Es wäre ein weiterer Schritt auf dem Weg zum Überwachungsstaat: der Einsatz von Section Control, einer Tempoüberwachung über einen längeren Streckenabschnitt hinweg, auf deutschen Straßen. Der Verkehrsgerichtstag in Goslar hat sich jüngst für einen Versuch dieser Messmethode ausgesprochen. Ein Versuch, der nach geltendem Recht nicht zulässig ist.
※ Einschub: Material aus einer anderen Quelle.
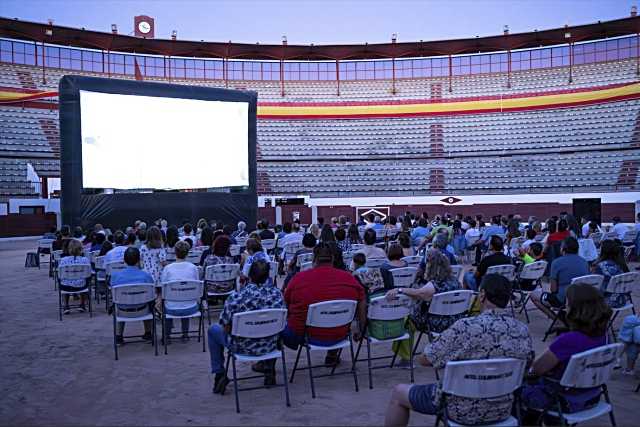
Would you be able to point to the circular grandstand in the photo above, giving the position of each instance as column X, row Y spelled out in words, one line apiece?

Deshalb rufen die Experten gleichzeitig den Gesetzgeber auf, eine rechtliche Grundlage zu schaffen. Ein schlechtes Signal.
Mit gutem Grund ist eine Kontrollmaßnahme wie Section Control in Deutschland bisher nicht erlaubt. Stichwort Datenschutz. Denn im Gegensatz zu herkömmlichen Radarfallen würde mit Section Control in Deutschland jedes Fahrzeug samt Fahrer aufgezeichnet – egal ob zu schnell oder nicht. Doch muss der Staat wirklich wissen, wo der Bürger gerade unterwegs ist? Die Gefahr eines Missbrauchs besteht.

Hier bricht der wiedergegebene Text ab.